76

I was trying to figure out hands-on how tail calls are handled by the C# compiler.

(Answer: They're not. But the 64bit JIT(s) WILL do TCE (tail call elimination). Restrictions apply.)

So I wrote a small test using a recursive call that prints how many times it gets called before the StackOverflowException kills the process.

class Program
{
    static void Main(string[] args)
    {
        Rec();
    }

    static int sz = 0;
    static Random r = new Random();
    static void Rec()
    {
        sz++;

        //uncomment for faster, more imprecise runs
        //if (sz % 100 == 0)
        {
            //some code to keep this method from being inlined
            var zz = r.Next();  
            Console.Write("{0} Random: {1}\r", sz, zz);
        }
        
        //uncommenting this stops TCE from happening
        //else
        //{
        //    Console.Write("{0}\r", sz);
        //}

        Rec();
    }

Right on cue, the program ends with SO Exception on any of:

  • 'Optimize build' OFF (either Debug or Release)
  • Target: x86
  • Target: AnyCPU + "Prefer 32 bit" (this is new in VS 2012 and the first time I saw it. More here.)
  • Some seemingly innocuous branch in the code (see commented 'else' branch).
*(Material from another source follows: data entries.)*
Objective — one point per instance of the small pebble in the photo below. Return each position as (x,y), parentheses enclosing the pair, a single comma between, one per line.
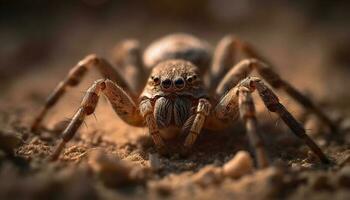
(239,165)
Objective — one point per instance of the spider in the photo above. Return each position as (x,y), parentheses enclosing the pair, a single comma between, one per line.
(189,88)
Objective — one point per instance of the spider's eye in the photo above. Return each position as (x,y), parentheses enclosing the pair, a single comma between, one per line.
(156,80)
(192,78)
(166,83)
(179,83)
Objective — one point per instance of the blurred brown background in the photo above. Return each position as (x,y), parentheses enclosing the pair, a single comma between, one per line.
(308,41)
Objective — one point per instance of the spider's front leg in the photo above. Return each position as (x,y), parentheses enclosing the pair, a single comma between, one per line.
(202,111)
(245,67)
(121,102)
(74,77)
(146,110)
(239,98)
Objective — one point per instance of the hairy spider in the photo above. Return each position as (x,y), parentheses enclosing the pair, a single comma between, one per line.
(188,89)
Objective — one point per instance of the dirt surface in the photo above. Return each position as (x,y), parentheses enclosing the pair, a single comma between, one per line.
(108,159)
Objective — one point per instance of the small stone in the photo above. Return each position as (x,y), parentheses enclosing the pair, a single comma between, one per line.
(321,182)
(344,177)
(207,176)
(113,171)
(154,162)
(9,141)
(239,165)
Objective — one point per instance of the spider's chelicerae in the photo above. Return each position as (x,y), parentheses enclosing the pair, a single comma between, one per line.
(188,88)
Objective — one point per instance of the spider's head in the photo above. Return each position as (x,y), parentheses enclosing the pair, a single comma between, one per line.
(178,46)
(174,77)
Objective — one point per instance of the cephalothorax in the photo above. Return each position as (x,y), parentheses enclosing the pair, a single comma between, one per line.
(187,89)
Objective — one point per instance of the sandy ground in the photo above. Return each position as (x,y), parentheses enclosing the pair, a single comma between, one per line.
(129,168)
(81,173)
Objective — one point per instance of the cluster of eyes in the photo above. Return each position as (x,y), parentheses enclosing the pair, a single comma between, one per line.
(178,82)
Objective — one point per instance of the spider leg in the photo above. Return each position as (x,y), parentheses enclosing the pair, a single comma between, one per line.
(245,67)
(202,111)
(121,102)
(146,110)
(239,101)
(228,51)
(272,103)
(127,56)
(73,79)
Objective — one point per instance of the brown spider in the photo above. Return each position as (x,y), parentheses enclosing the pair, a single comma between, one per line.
(188,89)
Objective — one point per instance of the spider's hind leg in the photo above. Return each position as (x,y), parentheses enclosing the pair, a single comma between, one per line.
(127,55)
(238,102)
(245,67)
(74,77)
(121,102)
(271,101)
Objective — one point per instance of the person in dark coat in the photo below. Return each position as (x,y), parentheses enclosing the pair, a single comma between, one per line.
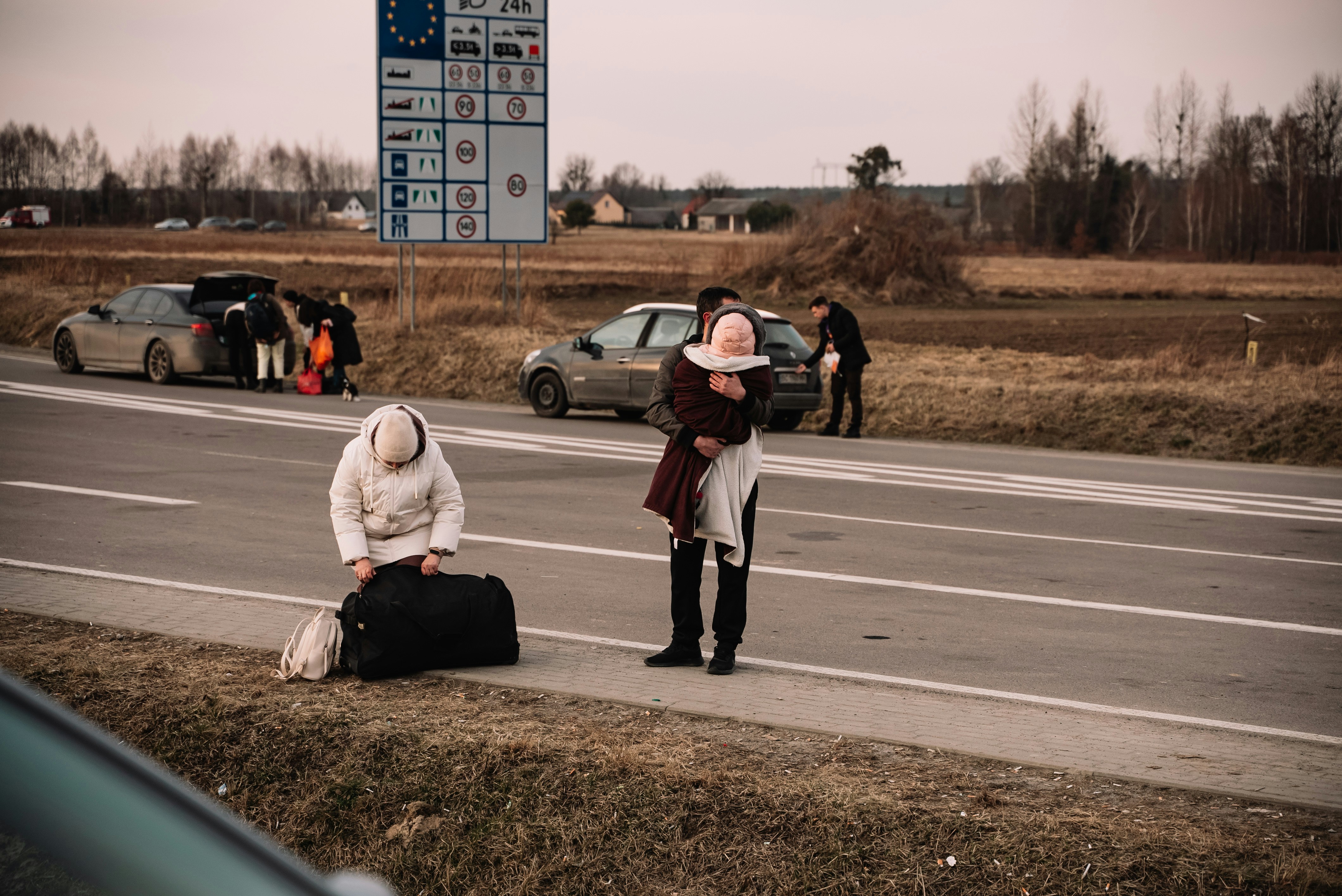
(242,348)
(839,333)
(729,616)
(340,322)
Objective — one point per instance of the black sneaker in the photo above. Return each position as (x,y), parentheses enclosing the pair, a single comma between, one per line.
(675,655)
(724,660)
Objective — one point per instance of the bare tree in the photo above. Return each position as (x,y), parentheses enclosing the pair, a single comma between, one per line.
(579,172)
(714,184)
(1030,132)
(624,183)
(1137,211)
(1188,144)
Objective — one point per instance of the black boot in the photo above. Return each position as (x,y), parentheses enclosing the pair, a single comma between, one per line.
(724,660)
(675,655)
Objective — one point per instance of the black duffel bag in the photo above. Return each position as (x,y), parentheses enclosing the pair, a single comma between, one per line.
(406,622)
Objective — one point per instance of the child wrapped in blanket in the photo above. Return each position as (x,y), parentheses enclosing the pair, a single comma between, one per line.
(694,497)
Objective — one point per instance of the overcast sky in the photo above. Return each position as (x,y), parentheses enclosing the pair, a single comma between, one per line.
(759,89)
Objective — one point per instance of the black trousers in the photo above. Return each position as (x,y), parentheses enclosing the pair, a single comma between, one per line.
(841,383)
(242,351)
(729,616)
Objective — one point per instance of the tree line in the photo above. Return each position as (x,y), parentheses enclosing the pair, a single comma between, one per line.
(195,179)
(1212,182)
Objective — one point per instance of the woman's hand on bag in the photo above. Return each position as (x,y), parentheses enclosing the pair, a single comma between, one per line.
(364,570)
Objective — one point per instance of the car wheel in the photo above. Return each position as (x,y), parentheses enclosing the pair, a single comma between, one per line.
(548,399)
(159,364)
(68,357)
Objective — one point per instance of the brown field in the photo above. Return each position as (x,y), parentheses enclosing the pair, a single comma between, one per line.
(455,788)
(1047,352)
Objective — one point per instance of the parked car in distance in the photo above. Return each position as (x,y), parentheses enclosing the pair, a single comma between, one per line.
(614,365)
(26,216)
(86,815)
(160,329)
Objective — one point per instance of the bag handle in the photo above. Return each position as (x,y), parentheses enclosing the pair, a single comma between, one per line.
(292,664)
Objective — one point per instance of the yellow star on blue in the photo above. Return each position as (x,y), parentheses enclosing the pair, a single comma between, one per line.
(410,29)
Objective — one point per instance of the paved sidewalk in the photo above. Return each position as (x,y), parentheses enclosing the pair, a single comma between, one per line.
(1183,756)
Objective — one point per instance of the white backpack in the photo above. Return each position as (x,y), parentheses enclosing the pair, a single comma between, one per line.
(310,650)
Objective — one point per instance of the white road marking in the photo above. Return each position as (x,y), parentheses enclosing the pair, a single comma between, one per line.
(1054,538)
(29,359)
(882,474)
(776,664)
(151,500)
(926,587)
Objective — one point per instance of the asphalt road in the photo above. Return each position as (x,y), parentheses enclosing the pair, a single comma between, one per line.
(1254,546)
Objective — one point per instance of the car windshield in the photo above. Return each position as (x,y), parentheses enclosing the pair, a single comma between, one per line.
(783,336)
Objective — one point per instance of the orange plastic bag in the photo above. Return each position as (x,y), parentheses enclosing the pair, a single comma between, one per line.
(323,349)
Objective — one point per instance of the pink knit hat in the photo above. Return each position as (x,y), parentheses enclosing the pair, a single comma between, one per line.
(733,337)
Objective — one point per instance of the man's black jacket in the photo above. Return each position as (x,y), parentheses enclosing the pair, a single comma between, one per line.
(841,328)
(662,407)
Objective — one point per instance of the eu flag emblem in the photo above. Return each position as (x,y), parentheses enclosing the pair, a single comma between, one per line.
(410,29)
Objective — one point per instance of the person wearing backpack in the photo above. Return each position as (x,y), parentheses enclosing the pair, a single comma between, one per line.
(339,321)
(394,500)
(269,327)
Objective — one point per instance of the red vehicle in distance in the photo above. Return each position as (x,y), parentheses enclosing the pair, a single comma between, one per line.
(26,216)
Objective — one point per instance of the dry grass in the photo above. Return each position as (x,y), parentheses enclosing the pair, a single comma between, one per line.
(1148,376)
(1114,278)
(453,788)
(865,249)
(1163,406)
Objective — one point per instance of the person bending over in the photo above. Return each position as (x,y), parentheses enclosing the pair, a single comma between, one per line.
(394,498)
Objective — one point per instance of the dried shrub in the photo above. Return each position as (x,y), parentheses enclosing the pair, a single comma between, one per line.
(870,247)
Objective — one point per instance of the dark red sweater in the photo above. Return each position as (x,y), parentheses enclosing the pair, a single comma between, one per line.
(674,490)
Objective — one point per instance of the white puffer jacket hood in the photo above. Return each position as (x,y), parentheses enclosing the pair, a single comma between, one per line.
(386,513)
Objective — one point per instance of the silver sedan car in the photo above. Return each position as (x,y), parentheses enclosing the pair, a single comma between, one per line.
(614,365)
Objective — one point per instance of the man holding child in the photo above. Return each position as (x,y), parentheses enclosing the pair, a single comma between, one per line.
(712,396)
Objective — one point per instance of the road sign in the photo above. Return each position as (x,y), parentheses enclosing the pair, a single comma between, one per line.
(462,116)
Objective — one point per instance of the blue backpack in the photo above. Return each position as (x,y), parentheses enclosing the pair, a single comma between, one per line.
(258,318)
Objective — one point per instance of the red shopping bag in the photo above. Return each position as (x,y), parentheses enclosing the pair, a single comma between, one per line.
(323,349)
(310,383)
Conversely, using 'Optimize build' ON + (Target = x64 or AnyCPU with 'Prefer 32bit' OFF (on a 64bit CPU)), TCE happens and the counter keeps spinning up forever (ok, it arguably spins down each time its value overflows).

But I noticed a behaviour I can't explain in the StackOverflowException case: it never (?) happens at exactly the same stack depth. Here are the outputs of a few 32-bit runs, Release build:

51600 Random: 1778264579
Process is terminated due to StackOverflowException.

51599 Random: 1515673450
Process is terminated due to StackOverflowException.

51602 Random: 1567871768
Process is terminated due to StackOverflowException.

51535 Random: 2760045665
Process is terminated due to StackOverflowException.

And Debug build:

28641 Random: 4435795885
Process is terminated due to StackOverflowException.

28641 Random: 4873901326  //never say never
Process is terminated due to StackOverflowException.

28623 Random: 7255802746
Process is terminated due to StackOverflowException.

28669 Random: 1613806023
Process is terminated due to StackOverflowException.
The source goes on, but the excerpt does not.